Probability – What Happens When Merging Random Variables in Dirichlet Distribution?

dirichlet distributiondistributionsprobability

Imagine that

$$ X_1,\dots,X_k \sim \mathrm{Dirichlet}(\alpha_1,\dots,\alpha_k) $$

Since $x_i \in (0,1)$ for all $x_i$ and $\sum_{i=1}^k x_i = 1$, then $x_i$'s follow the first two axioms of probability and Dirichlet can be (and is) used as "distribution over distributions". Intuitively it should follow that

$$ X_1,\dots,X_{k-2},X_{k-1}+X_k \sim \mathrm{Dirichlet}(\alpha_1,\dots,\alpha_{k-2}, \alpha_{k-1}+\alpha_k) $$

since the properties of $x_i$'s would not change and the total "mass" of $\alpha_i$'s would not change.

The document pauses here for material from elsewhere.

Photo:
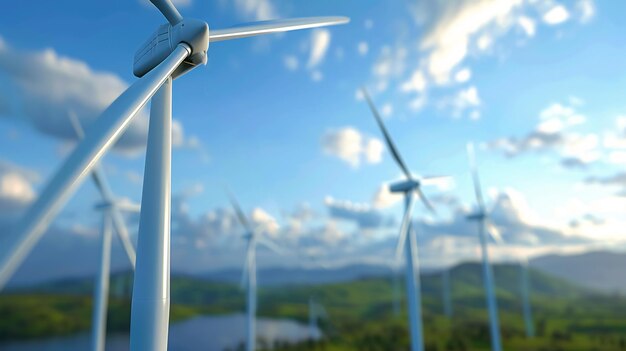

But it's probability density function is

$$ f(x_1,\dots,x_k) \propto \prod_{i=1}^k x_i^{\alpha_i – 1}$$

and

$$
x_{k-1}^{\alpha_{k-1} – 1} \times x_k^{\alpha_k – 1} \ne
(x_{k-1} + x_k)^{\alpha_{k-1} + \alpha_k – 1}
$$

So merging of random variables in Dirichlet distribution does not seem lead to Dirichlet distribution over $k-1$ variables. What does it lead to?

Best Answer

It is a Dirichlet distribution having the expected parameters.

To see this, note that the vector-valued random variable $\mathbf{X}=(X_1, X_2, \ldots, X_k)$ has the same distribution as the variable

$$\frac{1}{\sum_i^k Y_i}\left(Y_1, Y_2, \ldots, Y_k\right)$$

where $Y_i \sim \Gamma(\alpha_i)$ are independently Gamma distributed. Write $Y_i^\prime=Y_i$ for $i=1, 2, \ldots, k-2$ and $Y_{k-1}^\prime = Y_{k-1}+Y_k$. The sum of all the $Y_i$ equals the sum of all the $Y_i^\prime$ and the distribution of $Y_{k-1}^\prime=Y_{k-1}+Y_k$ is $\Gamma(\alpha_{k-1}+ \alpha_k)$. Thus

$$X_{k-1} + X_k = \frac{1}{\sum_i^k Y_i} Y_{k-1} + \frac{1}{\sum_i^k Y_i} Y_{k} = \frac{1}{\sum_i^{k-1} Y_i^\prime} Y_{k-1}^\prime$$

and, for $i < k-1$,

$$X_i = \frac{1}{\sum_i^k Y_i} Y_{k-1} = \frac{1}{\sum_i^{k-1} Y_i^\prime} Y_{k-1}^\prime.$$

Therefore $\mathbf{X}^\prime=(X_1, X_2, \ldots, X_{k-2}, X_{k-1}+X_k)$ has the same distribution as

$$\frac{1}{\sum_i^{k-1} Y_i^\prime}\left(Y_1^\prime, Y_2^\prime, \ldots, Y_k^\prime\right).$$

This demonstrates that $\mathbf{X}^\prime$ has a Dirichlet$(\alpha_1, \alpha_2, \ldots, \alpha_{k-2}, \alpha_{k-1}+\alpha_k)$ distribution, QED.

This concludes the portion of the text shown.